Sleep Tapes is the debut album from my homie (and former student) Spencer Wirth-Davis, aka Big Cats. It’s a mostly instrumental beat album that takes, as its title suggests, the imaginary landscapes of our own sleepy unconscious. Created over the last year or so, much of the album was made when other people themselves were sleeping. “I was making most of the material in my bedroom late at night, really quietly,” he told me, “so my neighbors wouldn’t kill me.”

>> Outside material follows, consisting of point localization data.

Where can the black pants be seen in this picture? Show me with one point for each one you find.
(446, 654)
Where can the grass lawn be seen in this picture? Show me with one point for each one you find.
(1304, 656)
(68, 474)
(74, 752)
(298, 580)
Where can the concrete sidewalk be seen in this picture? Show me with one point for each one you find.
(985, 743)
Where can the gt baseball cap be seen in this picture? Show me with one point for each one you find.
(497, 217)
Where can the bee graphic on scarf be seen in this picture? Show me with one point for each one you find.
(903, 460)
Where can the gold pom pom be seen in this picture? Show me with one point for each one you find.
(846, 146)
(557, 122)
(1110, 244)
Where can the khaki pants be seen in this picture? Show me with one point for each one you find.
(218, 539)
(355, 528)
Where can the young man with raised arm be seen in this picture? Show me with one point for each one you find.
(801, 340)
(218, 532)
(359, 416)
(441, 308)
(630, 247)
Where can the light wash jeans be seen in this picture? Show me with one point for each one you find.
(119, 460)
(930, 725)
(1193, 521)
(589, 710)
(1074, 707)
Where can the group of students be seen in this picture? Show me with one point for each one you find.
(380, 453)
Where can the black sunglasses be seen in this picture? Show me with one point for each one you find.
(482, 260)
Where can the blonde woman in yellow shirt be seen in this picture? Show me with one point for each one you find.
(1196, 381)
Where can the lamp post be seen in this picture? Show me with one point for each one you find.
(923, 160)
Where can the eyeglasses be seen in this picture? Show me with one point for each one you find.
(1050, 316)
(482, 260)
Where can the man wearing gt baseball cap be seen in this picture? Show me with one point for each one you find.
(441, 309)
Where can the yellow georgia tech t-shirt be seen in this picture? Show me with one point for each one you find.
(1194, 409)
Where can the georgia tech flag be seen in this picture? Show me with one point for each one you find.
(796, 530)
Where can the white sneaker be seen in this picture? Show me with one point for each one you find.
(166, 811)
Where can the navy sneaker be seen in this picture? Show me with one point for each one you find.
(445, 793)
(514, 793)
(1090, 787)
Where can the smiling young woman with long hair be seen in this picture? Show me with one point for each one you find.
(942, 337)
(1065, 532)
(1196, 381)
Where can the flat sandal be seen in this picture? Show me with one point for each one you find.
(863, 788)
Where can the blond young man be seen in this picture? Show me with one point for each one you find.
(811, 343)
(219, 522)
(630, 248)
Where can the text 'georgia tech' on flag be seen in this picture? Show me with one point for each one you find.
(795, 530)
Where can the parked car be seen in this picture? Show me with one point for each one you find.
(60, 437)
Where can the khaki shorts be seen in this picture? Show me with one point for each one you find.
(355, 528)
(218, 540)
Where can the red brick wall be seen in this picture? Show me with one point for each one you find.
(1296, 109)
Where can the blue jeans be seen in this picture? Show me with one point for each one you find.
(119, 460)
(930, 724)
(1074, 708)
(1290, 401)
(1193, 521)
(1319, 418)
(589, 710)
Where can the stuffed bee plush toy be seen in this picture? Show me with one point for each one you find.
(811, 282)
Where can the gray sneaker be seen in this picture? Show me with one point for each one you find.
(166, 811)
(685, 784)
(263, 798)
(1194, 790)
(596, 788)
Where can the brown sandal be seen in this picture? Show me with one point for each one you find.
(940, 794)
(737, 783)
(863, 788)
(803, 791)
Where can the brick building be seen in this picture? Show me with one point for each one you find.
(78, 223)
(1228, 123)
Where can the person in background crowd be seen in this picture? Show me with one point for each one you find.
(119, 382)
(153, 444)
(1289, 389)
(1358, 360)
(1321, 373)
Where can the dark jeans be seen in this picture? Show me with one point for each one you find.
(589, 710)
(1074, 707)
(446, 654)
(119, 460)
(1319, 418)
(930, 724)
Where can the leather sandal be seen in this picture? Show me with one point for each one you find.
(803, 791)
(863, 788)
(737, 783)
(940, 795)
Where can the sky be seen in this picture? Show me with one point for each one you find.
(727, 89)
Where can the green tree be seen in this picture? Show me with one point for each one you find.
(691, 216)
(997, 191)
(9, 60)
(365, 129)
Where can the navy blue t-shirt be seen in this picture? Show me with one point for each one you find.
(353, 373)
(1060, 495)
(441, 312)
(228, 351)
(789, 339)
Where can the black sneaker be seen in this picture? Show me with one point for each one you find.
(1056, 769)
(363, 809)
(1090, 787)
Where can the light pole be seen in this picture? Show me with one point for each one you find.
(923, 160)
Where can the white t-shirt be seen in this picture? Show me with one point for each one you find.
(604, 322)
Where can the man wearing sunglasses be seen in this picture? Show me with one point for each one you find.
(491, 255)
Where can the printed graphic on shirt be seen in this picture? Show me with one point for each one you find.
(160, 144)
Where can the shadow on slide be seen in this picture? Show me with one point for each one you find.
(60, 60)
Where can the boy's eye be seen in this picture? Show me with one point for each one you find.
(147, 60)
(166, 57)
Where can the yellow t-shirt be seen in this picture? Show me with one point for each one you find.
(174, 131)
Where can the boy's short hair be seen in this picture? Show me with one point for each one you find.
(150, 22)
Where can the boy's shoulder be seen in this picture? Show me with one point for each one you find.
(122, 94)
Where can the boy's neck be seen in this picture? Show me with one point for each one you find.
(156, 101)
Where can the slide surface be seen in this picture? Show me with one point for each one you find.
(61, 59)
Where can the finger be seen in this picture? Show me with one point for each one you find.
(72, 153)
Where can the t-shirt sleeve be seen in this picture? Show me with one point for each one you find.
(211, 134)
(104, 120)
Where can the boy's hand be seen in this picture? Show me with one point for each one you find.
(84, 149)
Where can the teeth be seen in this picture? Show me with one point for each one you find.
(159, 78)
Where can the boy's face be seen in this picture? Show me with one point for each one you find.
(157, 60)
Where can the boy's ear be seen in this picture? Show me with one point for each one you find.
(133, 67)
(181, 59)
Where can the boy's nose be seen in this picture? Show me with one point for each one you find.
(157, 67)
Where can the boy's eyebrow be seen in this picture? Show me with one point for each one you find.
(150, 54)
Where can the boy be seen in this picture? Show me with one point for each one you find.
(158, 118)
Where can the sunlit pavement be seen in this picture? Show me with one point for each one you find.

Cats’ album does a great job of reflecting the mystery of the world when we fall asleep, like on the song “Hi Speed Dub,” as its fuzzed out spinet, ghostly voices, and other things that might go bump in the night are skewed just enough to place them out of everyday reality. Throughout the album, numerous little riffs and bits emerge and recede through the hazy textures, like on “Wonder Naps” and “2 Mics.” The highlight of the album is “Ballad Northwestern,” with its impossible-to-resist wordless vocals, slightly-distressed synths and addictive, yet not overpowering beat. Near the end, with the appropriately titled “New Day” and “Big World,” we start to hear the dawn, and the start of things anew.
The sounds of Sleep Tapes might remind some of old RJD2 or local sonic wizard Dosh. At points, though, the album starts to get repetitive, with similar grooves coming one after the other, while other times, Cats tries to fit in too many elements of his greatly varied sonic palette into a single song. Yet the album is full of head-nodding grooves, maybe even some to fall asleep to. Just make sure not to sleep on Big Cats.
Spencer, who performed many of the instruments on the record, will be joined by three instrumentalist friends to recreate much of Sleep Tapes at the Dinkytowner this Thursday night, as part of “Last of the Record Buyers” series. Show starts at 9pm and the price of $3 will surely be worth your while.